问题
I'm trying to count pages from a word document with java.
This is my actual code, i'm using the Apache POI libraries
String path1 = "E:/iugkh";
File f = new File(path1);
File[] files = f.listFiles();
int pagesCount = 0;
for (int i = 0; i < files.length; i++) {
POIFSFileSystem fis = new POIFSFileSystem(new FileInputStream(files[i]));
HWPFDocument wdDoc = new HWPFDocument(fis);
int pagesNo = wdDoc.getSummaryInformation().getPageCount();
pagesCount += pagesNo;
System.out.println(files[i].getName()+":\t"+pagesNo);
}
The output is:
ten.doc: 1
twelve.doc: 1
nine.doc: 1
one.doc: 1
eight.doc: 1
4teen.doc: 1
5teen.doc: 1
six.doc: 1
seven.doc: 1
And this is not what i expected, as the first three documents' page length is 4 and the other are from 1 to 5 pages long.
What am i missing?
Do i have to use another library to count the pages correctly?
Thanks in advance
回答1:
This may help you. It counts the number of form feeds (sometimes used to separate pages), but I'm not sure if it's gonna work for all documents (I guess it does not).

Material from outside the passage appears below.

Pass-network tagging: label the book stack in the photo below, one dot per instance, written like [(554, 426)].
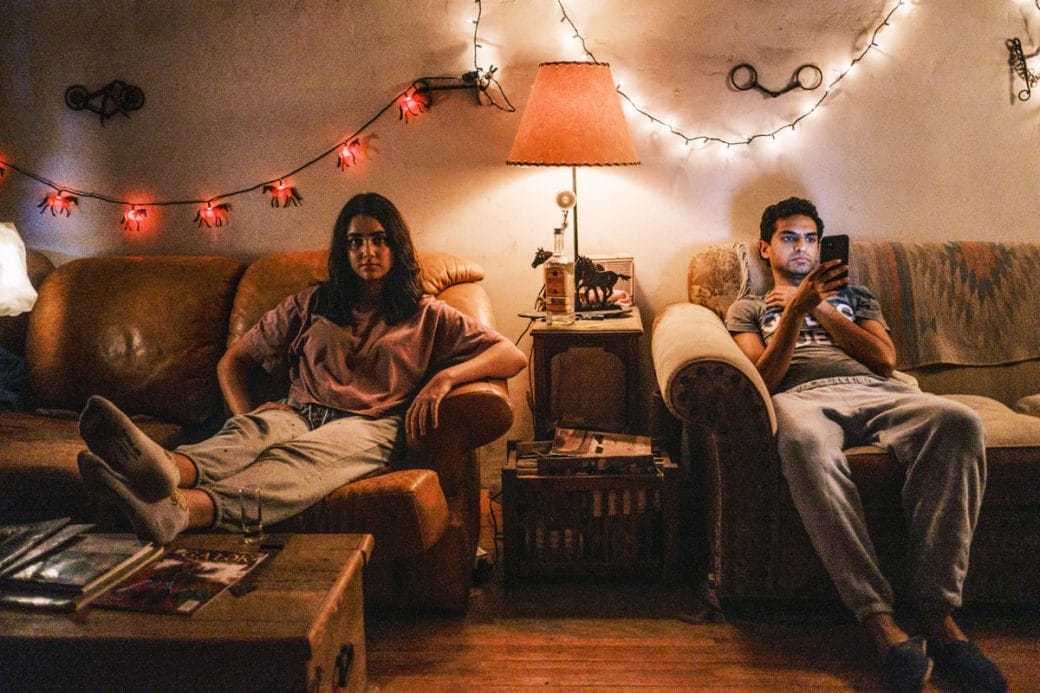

WordExtractor extractor = new WordExtractor(document);
String[] paragraphs = extractor.getParagraphText();
int pageCount = 1;
for (int i = 0; i < paragraphs.length; ++i) {
if (paragraphs[i].indexOf("\f") >= 0) {
++pageCount;
}
}
System.out.println(pageCount);
回答2:
This alas is a bug some versions of Word (pre-2010 versions apparently, possibly just in Word 9.0 aka 2000) or at least in some versions of the COM previewer that's used to count the pages. The apache devs refused to implement a workaround for it: https://issues.apache.org/jira/browse/TIKA-1523
In fact when you open the file in Word, it of course shows the real pages and it also recalculates the count, but initially it also shows "1". But here, the metadata as saved in the file is simply "1" or maybe nothing (see below). POI does not "reflow" the layout to calculate that information.
This is why the metadata is only updated by the word processing program on opening and editing the file. If you instruct Word 2010 to open the file "read only" (which it does because its downloaded from internet), it shows "" in the page column. See 2nd screenshot. So clearly a bug in this file, not TIKA's or POI's issue.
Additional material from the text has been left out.